A large clinical study that followed 150,000 women in India over 15 years found that screening with visual inspection with acetic acid (VIA), or vinegar, every other year reduced the number of cervical cancer deaths by nearly one-third (31%). Cervical cancer is the leading cause of cancer death for women living in many developing countries where there is little or no access to Pap tests (a procedure in which the doctor gently scrapes the outside of the cervix and vagina to take samples of the cells for testing). The researchers estimated that easy, low-cost screening with VIA could prevent 22,000 cervical cancer deaths every year in India and close to 73,000 deaths in developing countries around the world.
According to a recent study, adding the drug bevacizumab (Avastin) to chemotherapy for advanced or recurrent (cancer that has come back) cervical cancer lengthens patients’ lives. Chemotherapy is the use of drugs to kill cancer cells, but it is often ineffective for treating advanced cervical cancer. Bevacizumab is a type of targeted therapy, which is a treatment that targets the cancer’s specific genes, proteins, or the tissue environment that contributes to cancer growth and survival.
Results of a large, population-based study support guidelines on cervical cancer screening released earlier this year, which recommend “co-testing” consisting of human papillomavirus (HPV) testing and conventional Papanicolaou (Pap) testing every five years.
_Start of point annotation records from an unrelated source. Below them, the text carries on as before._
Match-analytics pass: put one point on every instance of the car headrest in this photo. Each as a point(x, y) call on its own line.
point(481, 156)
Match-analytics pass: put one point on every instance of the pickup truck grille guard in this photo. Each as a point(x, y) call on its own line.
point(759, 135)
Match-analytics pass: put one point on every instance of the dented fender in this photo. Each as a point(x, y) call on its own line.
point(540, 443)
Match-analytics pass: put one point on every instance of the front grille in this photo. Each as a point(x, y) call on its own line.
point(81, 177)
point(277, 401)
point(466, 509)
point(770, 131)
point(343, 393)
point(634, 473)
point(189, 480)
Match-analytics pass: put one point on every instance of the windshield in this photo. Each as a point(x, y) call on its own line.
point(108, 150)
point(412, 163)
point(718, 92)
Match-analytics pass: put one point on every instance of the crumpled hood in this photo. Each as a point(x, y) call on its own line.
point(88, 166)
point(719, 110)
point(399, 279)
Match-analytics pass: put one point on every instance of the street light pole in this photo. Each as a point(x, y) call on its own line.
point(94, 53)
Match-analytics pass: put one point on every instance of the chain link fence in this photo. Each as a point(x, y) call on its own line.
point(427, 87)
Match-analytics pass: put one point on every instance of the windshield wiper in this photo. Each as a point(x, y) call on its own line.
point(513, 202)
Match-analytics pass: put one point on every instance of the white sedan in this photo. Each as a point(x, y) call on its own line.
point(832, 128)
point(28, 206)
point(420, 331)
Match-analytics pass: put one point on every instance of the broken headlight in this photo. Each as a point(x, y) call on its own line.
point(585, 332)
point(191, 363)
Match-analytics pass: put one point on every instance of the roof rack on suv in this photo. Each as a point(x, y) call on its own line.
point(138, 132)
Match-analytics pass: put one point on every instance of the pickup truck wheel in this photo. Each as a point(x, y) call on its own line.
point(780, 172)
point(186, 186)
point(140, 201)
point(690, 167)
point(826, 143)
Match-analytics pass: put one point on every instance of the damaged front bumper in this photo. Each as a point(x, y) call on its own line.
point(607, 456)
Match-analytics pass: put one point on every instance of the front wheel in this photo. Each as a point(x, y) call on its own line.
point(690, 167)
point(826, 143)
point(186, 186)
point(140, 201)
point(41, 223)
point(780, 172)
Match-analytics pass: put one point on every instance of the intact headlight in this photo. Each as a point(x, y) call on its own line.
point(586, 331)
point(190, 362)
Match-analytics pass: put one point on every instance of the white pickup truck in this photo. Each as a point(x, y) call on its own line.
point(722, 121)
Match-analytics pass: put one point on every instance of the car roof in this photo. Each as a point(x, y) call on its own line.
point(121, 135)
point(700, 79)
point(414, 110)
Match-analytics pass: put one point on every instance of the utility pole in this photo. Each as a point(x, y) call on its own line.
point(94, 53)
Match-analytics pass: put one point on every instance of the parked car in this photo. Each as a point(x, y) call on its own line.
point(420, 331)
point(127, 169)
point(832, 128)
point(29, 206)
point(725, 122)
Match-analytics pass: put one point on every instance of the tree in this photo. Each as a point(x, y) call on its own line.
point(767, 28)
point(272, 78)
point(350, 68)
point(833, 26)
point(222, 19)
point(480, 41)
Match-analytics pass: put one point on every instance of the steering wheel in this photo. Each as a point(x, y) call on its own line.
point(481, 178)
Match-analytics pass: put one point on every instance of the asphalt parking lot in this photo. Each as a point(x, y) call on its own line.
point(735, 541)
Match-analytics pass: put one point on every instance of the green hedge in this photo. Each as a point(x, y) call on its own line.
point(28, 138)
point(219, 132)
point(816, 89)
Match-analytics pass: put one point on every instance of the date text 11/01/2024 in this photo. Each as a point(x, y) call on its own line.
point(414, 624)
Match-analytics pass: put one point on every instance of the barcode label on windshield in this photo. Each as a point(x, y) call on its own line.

A large study on combining human papillomavirus (HPV) and Pap testing for regular cervical cancer screening showed that it is safe for women to have cervical cancer screening every three years instead of every year. The study also showed that HPV testing identified more women at high risk for cervical cancer than Pap testing. HPV, a virus most commonly passed from person to person during sexual activity, is a major risk factor for cervical cancer.